The Swiss banking giant, in its 2019 investment outlook, said the emerging market equities would recover from this year's weakness, while innovation would make the tech and healthcare sectors more attractive.
Financial markets have experienced a turbulent year, with all three major US indices slipping into the red and markets around the world suffering in the past few months.
Credit Suisse said that UK equities would give shareholders five per cent total returns next year compared with the -4.04 per cent returns so far this year led by “unexpected political developments” impacting financial markets.
It said those uncertainties would likely continue but the economic cycle would remain a key driver of markets.
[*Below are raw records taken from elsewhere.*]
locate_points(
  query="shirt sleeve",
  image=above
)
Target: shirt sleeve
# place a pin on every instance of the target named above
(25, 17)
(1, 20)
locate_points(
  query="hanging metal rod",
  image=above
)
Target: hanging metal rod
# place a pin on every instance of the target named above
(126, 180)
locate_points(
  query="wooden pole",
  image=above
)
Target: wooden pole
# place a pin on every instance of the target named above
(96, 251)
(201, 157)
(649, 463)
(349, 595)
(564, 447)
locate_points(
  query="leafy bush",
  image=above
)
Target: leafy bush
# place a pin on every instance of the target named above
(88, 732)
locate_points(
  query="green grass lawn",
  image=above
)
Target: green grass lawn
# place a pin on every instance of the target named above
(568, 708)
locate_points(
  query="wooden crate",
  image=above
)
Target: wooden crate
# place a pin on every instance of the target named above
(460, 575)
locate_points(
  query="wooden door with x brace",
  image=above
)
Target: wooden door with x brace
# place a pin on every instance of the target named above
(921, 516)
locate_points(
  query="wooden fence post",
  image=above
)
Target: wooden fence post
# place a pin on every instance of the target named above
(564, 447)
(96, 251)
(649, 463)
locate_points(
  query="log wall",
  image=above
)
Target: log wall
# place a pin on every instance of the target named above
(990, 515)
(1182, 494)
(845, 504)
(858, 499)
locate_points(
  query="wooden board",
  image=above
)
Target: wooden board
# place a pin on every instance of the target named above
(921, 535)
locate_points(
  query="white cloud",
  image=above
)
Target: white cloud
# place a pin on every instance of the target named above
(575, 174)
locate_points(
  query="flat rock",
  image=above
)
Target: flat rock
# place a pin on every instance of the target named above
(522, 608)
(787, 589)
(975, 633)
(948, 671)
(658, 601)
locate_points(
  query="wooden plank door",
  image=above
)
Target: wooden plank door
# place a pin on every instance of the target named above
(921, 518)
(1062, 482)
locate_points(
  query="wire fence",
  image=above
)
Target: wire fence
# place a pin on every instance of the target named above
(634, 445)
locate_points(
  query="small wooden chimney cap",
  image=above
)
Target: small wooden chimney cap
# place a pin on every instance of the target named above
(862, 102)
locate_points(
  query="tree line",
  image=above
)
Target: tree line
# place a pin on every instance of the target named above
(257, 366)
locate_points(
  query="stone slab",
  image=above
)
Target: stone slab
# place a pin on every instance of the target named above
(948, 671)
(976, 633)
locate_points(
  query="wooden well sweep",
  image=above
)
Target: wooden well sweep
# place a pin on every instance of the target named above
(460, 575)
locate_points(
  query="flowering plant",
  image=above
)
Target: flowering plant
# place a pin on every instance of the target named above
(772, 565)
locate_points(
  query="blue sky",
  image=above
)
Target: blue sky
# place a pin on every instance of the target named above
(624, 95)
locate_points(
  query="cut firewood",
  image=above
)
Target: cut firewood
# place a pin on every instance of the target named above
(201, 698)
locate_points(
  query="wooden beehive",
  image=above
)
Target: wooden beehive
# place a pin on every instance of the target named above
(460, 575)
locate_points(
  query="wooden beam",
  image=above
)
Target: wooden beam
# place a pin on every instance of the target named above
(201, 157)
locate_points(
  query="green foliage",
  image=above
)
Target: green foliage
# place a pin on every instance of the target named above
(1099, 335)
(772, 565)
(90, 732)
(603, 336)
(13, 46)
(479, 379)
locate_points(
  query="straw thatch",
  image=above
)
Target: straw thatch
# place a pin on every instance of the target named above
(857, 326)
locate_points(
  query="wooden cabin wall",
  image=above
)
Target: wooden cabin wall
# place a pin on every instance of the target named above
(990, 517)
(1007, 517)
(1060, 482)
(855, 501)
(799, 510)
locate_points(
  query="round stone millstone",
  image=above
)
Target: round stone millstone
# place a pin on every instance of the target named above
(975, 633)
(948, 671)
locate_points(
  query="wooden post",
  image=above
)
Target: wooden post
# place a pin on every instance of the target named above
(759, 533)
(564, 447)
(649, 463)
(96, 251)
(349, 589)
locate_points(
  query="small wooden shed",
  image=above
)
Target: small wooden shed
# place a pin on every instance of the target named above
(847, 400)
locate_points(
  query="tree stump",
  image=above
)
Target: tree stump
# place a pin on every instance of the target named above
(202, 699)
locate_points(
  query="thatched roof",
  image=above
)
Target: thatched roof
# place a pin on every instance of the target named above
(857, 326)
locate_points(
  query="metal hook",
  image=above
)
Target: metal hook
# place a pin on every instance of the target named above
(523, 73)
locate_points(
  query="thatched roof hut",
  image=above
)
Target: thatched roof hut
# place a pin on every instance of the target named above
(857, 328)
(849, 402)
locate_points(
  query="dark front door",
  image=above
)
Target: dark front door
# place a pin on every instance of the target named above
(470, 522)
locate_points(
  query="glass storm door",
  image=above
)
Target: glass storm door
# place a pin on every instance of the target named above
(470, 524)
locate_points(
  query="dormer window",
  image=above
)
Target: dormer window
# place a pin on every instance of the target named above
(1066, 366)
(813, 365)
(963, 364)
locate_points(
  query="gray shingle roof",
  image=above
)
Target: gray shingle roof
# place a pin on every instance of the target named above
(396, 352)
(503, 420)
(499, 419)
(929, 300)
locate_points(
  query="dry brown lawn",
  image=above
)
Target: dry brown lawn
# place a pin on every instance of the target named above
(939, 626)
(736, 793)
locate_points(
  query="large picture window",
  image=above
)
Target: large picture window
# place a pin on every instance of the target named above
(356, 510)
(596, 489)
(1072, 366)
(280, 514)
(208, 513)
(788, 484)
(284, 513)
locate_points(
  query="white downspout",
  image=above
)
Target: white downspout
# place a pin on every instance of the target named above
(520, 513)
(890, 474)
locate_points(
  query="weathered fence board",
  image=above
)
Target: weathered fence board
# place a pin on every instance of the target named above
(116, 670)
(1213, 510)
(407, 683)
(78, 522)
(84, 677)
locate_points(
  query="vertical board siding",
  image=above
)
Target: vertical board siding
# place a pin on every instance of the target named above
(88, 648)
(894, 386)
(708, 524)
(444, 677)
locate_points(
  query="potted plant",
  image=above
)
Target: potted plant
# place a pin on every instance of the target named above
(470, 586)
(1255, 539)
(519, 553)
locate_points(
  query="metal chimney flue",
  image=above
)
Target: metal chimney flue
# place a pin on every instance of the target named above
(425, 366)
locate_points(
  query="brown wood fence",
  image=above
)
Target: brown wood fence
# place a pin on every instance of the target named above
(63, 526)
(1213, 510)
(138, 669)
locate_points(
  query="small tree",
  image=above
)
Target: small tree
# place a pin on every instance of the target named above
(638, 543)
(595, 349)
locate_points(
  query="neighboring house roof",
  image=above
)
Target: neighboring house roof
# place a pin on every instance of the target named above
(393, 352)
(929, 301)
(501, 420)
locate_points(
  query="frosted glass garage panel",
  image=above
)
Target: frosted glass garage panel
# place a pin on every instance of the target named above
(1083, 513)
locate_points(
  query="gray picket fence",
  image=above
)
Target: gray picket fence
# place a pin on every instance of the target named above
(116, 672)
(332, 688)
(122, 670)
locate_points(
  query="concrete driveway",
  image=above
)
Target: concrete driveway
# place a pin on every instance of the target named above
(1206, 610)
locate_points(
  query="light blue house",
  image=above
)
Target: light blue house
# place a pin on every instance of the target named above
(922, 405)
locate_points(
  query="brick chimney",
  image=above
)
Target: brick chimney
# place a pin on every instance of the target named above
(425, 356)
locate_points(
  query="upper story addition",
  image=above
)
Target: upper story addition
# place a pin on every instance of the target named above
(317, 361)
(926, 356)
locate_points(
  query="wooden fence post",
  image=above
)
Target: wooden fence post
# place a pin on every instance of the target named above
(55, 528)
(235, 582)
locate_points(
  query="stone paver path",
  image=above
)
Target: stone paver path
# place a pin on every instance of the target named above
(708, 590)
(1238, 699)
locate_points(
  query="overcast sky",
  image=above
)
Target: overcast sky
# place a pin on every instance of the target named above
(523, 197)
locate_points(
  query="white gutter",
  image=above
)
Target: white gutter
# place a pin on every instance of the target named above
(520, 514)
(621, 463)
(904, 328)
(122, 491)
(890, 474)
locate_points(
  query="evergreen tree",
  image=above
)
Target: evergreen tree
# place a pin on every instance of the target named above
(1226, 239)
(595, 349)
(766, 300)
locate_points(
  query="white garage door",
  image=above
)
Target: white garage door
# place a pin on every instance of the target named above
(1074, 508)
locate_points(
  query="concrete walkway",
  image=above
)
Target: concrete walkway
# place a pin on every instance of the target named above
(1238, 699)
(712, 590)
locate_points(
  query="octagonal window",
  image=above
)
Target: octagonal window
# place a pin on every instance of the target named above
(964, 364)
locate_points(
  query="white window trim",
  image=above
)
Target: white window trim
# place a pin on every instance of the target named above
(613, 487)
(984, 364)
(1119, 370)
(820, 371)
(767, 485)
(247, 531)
Global chief investment officer Michael Strobaek said: “2019 looks set to be another year of growth, albeit at somewhat lower levels than in recent years.
“Given ongoing economic growth and monetary policy normalisation in developed markets with no immediate threat of contraction, we expect risk assets such as equities and emerging market hard currency bonds will likely recover their footing in 2019.”
Earlier this month the bank reported a pre-tax loss of Sfr 96m on its global markets division, which it attributed to volatile emerging markets, trade tensions and political uncertainties leading to a drop in client activity.
Its investment outlook today predicted UK GDP growth of 1.5 per cent next year, lower than the Office for Budget Responsibility's forecast of 1.6 per cent, but higher than the European Commission's prediction of 1.2 per cent.
But it said Brexit uncertainty could limit investment spending.
“We foresee somewhere stronger but still subdued growth in the UK. Uncertainty over the outcome of the Brexit process is likely to limit investment spending so long as the outlook for supply chains are not clarified,” Credit Suisse said.